# no sex since 1955 (R)



## coyote (Jun 24, 2008)

A crusty old Marine Sergeant Major found himself at a gala
 event hosted by a local liberal arts college. There was no
 shortage of extremely young idealistic ladies in attendance,
 one of whom approached the Sergeant Major for conversation.

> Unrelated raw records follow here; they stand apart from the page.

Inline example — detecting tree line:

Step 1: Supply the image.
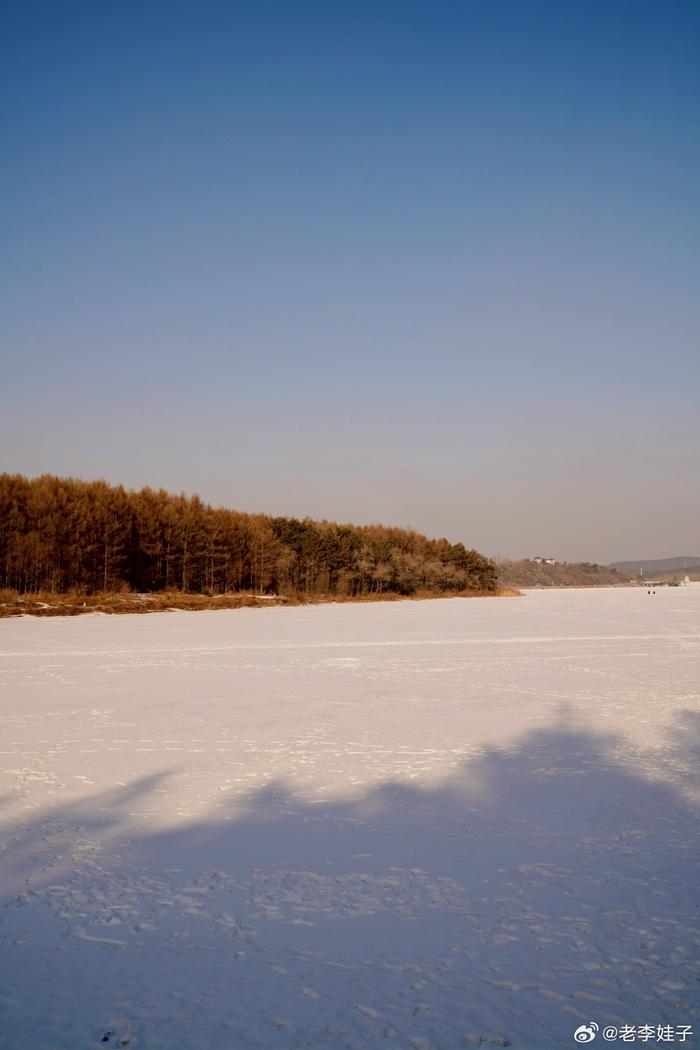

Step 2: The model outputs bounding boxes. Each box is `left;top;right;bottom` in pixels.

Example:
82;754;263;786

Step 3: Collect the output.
0;474;496;599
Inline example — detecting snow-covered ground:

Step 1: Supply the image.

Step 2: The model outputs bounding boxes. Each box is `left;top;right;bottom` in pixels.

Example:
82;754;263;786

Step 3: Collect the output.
0;586;700;1050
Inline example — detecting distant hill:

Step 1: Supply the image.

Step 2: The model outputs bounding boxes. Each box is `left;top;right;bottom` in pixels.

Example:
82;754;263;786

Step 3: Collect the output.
496;558;639;588
610;554;700;576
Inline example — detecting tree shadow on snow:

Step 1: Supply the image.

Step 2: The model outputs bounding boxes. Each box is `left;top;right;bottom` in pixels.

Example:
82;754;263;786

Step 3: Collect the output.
0;716;700;1050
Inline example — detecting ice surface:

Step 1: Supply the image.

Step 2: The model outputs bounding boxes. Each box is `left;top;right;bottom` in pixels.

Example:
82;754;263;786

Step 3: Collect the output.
0;587;700;1050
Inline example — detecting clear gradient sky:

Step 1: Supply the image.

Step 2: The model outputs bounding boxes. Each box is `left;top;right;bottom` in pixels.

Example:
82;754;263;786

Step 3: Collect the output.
0;0;700;562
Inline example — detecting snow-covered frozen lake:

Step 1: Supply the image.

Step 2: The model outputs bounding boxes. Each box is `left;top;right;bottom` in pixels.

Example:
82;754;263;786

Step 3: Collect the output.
0;586;700;1050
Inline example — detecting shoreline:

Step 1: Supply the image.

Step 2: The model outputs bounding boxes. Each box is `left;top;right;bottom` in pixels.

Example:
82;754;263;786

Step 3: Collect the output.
0;587;523;620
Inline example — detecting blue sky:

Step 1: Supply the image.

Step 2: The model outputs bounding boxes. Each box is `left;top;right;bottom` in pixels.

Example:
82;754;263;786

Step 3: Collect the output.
0;0;700;562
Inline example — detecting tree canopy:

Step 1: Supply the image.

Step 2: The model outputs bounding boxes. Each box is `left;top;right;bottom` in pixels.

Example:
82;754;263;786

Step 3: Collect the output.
0;474;496;599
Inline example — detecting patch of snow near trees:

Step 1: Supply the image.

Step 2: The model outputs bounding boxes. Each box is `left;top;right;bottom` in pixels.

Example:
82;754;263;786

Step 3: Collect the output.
0;587;700;1050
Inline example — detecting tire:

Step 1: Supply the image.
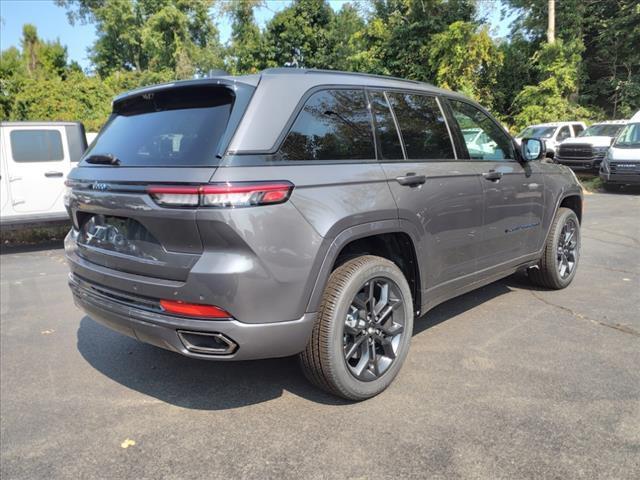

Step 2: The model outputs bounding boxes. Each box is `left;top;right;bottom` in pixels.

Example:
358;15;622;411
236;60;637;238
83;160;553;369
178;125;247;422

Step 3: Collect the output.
300;255;413;401
528;208;581;290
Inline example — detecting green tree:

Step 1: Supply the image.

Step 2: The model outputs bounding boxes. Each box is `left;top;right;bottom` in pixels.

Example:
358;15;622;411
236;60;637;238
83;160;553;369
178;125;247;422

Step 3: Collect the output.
344;0;476;81
505;0;640;118
423;21;504;107
265;0;334;68
325;3;365;70
56;0;223;78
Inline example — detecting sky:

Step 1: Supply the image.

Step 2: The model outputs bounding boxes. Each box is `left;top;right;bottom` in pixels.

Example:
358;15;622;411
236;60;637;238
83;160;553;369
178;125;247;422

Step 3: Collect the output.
0;0;510;70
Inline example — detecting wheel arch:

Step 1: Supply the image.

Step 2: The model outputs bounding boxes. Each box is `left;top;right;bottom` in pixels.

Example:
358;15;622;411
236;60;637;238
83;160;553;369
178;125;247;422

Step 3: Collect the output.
307;220;422;312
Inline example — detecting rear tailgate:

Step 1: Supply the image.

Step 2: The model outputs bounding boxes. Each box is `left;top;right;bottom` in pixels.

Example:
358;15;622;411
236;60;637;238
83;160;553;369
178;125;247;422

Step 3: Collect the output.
66;82;253;281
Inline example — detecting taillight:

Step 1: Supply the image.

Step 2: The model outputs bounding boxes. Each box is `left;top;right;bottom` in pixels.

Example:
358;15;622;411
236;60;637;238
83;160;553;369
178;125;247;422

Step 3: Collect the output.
160;300;231;318
147;181;293;208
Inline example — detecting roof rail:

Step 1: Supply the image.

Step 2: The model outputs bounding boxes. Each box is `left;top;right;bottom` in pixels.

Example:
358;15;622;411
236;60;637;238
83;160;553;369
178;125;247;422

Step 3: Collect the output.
262;67;433;87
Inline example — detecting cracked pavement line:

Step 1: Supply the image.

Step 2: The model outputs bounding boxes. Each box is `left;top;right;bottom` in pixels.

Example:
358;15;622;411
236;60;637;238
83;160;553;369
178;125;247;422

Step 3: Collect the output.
529;290;640;337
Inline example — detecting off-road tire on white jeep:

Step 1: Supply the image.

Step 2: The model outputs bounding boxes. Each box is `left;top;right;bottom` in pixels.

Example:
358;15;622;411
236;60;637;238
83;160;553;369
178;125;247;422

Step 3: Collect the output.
527;207;581;290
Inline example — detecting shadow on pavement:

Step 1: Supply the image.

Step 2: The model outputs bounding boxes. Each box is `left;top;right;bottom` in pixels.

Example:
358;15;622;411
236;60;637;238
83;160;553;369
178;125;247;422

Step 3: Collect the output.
77;282;511;410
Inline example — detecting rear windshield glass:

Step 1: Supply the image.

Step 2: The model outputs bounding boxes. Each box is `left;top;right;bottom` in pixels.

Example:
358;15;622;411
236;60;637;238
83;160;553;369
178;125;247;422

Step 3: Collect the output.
579;124;624;137
518;127;556;138
83;86;234;167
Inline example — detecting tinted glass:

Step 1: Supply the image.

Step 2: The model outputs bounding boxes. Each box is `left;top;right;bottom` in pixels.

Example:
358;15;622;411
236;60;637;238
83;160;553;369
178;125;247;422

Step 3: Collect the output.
613;123;640;148
558;127;571;141
369;92;404;160
449;100;516;160
518;127;556;138
83;87;234;167
10;130;64;163
280;90;376;160
387;92;455;160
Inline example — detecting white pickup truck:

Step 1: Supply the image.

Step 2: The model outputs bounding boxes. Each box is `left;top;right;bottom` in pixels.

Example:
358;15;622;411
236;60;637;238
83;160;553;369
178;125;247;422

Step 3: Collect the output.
0;122;87;230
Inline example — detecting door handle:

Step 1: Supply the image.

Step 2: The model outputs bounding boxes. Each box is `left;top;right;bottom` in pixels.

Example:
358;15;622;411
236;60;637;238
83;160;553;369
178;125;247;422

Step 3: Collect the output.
396;173;427;187
482;170;502;182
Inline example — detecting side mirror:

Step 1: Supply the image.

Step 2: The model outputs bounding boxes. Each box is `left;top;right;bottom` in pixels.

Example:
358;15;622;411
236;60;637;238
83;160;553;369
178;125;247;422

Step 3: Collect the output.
520;138;547;162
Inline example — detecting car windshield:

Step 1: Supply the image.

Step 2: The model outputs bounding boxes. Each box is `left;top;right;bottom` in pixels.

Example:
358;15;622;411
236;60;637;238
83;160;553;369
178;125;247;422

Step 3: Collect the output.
85;86;234;167
613;123;640;148
462;128;481;143
518;127;556;138
578;124;624;137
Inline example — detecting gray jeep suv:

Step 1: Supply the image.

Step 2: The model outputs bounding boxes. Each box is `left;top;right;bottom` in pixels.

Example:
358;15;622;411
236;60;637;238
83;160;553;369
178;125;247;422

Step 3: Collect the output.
65;69;582;400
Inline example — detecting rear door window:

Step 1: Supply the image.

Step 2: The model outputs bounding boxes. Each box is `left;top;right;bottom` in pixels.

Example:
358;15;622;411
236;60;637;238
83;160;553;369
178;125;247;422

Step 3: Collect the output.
387;92;455;160
449;100;514;160
369;91;404;160
9;130;64;163
83;86;234;167
280;89;376;161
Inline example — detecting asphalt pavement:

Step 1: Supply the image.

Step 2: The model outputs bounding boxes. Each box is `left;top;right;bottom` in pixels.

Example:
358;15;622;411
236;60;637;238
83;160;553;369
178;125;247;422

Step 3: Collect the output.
0;193;640;480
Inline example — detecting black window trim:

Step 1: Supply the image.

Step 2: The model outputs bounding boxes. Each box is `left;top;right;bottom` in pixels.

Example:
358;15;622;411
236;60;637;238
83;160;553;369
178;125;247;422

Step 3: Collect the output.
364;87;407;162
366;87;460;163
8;125;65;164
444;96;520;163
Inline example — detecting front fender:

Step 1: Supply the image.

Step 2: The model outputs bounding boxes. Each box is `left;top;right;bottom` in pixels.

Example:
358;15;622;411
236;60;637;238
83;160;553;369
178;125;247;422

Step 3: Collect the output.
307;218;422;312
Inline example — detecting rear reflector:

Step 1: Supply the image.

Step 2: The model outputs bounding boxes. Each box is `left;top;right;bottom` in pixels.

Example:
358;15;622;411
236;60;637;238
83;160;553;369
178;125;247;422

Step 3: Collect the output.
160;300;231;318
147;181;293;208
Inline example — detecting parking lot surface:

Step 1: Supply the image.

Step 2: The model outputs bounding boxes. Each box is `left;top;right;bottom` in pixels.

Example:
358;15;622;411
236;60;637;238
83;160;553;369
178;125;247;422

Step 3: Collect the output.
0;190;640;479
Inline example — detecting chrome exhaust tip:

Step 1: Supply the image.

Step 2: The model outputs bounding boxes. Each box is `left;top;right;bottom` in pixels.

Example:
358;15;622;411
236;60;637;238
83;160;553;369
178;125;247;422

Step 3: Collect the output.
178;330;238;355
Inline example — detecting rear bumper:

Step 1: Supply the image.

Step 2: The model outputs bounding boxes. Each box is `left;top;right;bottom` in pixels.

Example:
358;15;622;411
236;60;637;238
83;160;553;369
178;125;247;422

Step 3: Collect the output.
69;274;316;361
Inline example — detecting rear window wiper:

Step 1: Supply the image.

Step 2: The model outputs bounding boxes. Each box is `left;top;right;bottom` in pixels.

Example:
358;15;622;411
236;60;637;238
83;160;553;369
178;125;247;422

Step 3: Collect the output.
84;157;120;165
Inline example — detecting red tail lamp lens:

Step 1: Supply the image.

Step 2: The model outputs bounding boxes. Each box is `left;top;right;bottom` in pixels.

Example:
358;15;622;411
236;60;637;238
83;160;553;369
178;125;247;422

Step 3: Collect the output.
160;300;231;318
147;181;293;208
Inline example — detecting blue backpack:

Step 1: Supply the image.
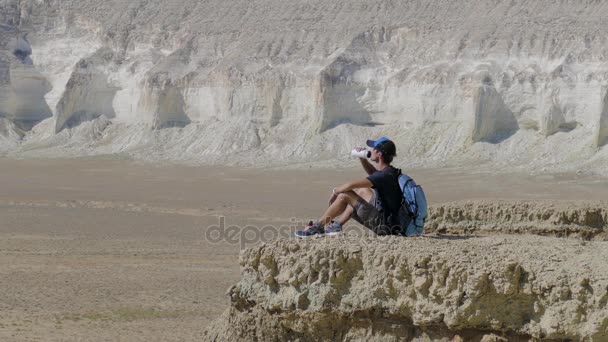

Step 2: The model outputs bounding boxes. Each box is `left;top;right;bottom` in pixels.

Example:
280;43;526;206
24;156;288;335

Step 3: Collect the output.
399;170;428;236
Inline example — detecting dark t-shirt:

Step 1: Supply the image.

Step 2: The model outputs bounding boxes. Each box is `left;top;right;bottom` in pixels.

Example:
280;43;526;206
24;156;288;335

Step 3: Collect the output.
367;166;403;222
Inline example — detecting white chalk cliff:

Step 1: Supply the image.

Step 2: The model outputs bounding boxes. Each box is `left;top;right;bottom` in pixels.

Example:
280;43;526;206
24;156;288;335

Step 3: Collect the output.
0;0;608;174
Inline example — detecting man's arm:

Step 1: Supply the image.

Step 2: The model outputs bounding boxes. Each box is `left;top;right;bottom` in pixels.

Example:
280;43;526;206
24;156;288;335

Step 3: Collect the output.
359;158;377;175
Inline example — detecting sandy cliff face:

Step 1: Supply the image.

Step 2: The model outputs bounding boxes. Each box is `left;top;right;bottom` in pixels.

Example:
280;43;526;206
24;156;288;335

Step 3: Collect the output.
0;0;608;172
205;235;608;341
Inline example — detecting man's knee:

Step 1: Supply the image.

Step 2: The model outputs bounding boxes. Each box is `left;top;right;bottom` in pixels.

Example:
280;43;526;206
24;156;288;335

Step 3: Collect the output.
355;188;374;202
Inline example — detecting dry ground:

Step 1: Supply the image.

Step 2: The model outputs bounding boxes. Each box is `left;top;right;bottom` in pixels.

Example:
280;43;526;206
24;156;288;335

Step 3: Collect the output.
0;159;608;341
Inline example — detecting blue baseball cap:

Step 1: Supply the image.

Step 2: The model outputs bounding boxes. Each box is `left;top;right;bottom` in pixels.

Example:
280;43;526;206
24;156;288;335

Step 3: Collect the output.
367;137;391;148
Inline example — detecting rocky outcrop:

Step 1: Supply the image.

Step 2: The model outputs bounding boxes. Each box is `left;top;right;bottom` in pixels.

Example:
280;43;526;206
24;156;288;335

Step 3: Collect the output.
0;0;608;170
204;235;608;341
425;201;608;241
55;49;119;133
0;22;52;130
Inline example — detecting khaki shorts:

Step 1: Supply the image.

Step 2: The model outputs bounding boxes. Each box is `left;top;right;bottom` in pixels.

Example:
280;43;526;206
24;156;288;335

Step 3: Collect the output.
352;189;391;235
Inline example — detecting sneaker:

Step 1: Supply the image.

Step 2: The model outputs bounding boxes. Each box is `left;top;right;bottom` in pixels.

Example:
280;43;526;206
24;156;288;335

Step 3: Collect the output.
325;221;342;236
296;221;325;238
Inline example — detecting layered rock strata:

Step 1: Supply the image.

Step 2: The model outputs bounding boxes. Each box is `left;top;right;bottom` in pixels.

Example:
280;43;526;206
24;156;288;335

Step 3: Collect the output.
0;0;608;170
204;235;608;341
425;200;608;241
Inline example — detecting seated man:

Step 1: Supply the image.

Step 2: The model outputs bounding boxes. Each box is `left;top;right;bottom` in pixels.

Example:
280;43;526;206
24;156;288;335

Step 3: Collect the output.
296;137;403;237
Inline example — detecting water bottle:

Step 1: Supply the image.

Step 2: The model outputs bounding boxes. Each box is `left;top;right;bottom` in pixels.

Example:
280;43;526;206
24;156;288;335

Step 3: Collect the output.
350;149;372;158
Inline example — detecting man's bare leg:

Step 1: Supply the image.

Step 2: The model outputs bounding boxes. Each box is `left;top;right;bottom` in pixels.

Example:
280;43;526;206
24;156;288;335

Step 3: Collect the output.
334;188;374;226
319;190;371;225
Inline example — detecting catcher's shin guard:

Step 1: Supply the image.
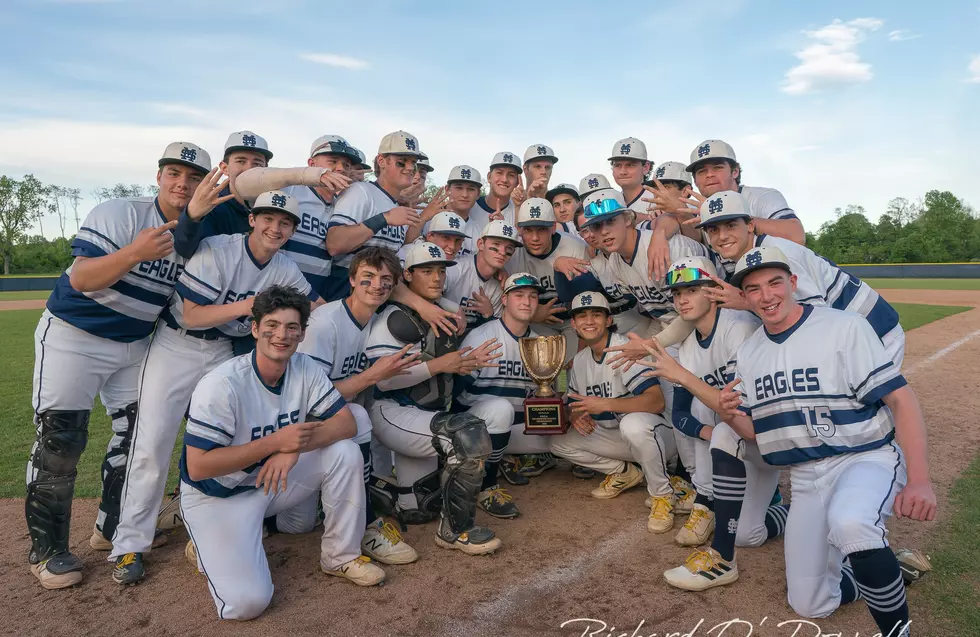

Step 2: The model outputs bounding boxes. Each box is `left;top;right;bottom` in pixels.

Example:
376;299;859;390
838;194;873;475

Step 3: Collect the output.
24;410;89;562
431;413;491;542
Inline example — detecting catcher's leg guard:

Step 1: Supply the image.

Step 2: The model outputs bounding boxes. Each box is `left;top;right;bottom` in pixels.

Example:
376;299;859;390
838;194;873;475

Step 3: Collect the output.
431;413;491;542
24;410;89;563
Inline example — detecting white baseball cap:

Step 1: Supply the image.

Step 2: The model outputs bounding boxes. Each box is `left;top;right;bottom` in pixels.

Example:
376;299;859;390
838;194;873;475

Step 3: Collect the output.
490;151;524;175
729;246;793;288
480;219;521;245
609;137;650;161
524;144;558;164
428;210;468;237
582;188;627;228
568;292;612;316
687;139;736;175
578;173;612;197
157;142;211;173
252;190;303;223
695;190;752;228
225;131;272;161
405;241;456;270
446;164;483;186
378;130;424;157
515;197;555;228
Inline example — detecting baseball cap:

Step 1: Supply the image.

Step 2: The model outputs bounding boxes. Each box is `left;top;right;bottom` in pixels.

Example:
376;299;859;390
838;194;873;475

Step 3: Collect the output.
515;197;555;228
687;139;735;175
252;190;303;223
428;210;468;237
480;219;521;245
694;190;752;228
378;130;424;157
405;241;456;270
446;164;483;186
578;173;612;197
504;272;544;294
157;142;211;173
225;131;272;161
666;256;718;290
490;151;524;175
609;137;650;161
582;188;627;227
524;144;558;164
729;246;793;288
568;292;612;316
544;184;581;203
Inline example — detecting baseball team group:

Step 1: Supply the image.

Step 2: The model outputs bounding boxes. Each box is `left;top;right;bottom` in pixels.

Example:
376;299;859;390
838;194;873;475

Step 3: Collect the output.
25;131;936;637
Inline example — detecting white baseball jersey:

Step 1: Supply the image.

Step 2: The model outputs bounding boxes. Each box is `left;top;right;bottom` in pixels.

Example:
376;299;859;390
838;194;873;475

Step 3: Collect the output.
568;332;660;428
180;352;347;498
442;254;504;327
163;234;319;338
296;299;374;382
47;197;184;343
329;181;408;268
454;319;537;425
733;305;906;465
279;186;333;296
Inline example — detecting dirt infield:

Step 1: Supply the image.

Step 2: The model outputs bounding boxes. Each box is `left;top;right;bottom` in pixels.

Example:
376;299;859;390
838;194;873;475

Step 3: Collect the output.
0;306;980;637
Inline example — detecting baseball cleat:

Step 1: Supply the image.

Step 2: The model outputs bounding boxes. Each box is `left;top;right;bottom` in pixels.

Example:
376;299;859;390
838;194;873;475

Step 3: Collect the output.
664;548;738;591
476;485;521;519
112;553;146;585
674;504;715;546
592;462;643;500
361;518;419;564
31;553;82;590
320;555;385;586
436;526;500;555
647;494;674;533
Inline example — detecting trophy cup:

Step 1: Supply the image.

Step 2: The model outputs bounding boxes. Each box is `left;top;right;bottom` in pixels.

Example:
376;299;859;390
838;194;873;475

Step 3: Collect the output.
519;334;570;436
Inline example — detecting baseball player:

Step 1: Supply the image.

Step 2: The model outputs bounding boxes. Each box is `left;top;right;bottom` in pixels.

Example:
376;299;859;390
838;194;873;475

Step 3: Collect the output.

 'Excuse me, Sergeant Major, but you seem to be a very serious
 man. Is something bothering you?'

 'Negative, ma'am. Just serious by nature.'

 The young lady looked at his awards and decorations and said,
 'It looks like you have seen a lot of action.'

 'Yes, ma'am, a lot of action.'

 The young lady, tiring of trying to start up a conversation,
 said, 'You know, you should lighten up a little. Relax and
 enjoy yourself.'

 The Sergeant Major just stared at her in his serious
 manner. Finally the young lady said, 'You know, I hope you
 don't take this the wrong way, but when is the last time you
 had sex?'

 '1955, ma'am.'

 'Well, there you are. No wonder you're so serious. You really
 need to chill out! I mean, no sex since 1955! She took his
 hand and led him to a private room where she proceeded to
 'relax' him several times.Afterwards, panting for breath,
 she leaned against his bare chest and said, 'Wow, you sure
 didn't forget much since 1955.'

 The Sergeant Major said in his serious voice, after glancing
 at his watch, 'I hope not; it's only 2130 now.'

Gotta love military time


----------



## bill-n-jeanine_fl (Jun 24, 2008)

LOL... luv it!


----------



## travcoman45 (Jun 24, 2008)

That's a good un!


----------



## bamafan (Jun 25, 2008)

That's great! All ready on it's way around the world I'm sure. Being retired from the military I sent to some good buddies so it will find it's way to the darkest places on earth!!!!!!!!!! Still cracking a smile.


----------



## coyote (Jun 25, 2008)

thats great. all the dark places on the earth..good luck to those men that are there.I hope it brings some joy to them.
I thought the marines on this site would love it also..


----------



## kookie (Jun 25, 2008)

Thats a good one.....lol...................


----------



## bbqgoddess (Jun 25, 2008)

LOl!!! good one!!


----------



## rivet (Jun 25, 2008)

That's great!


----------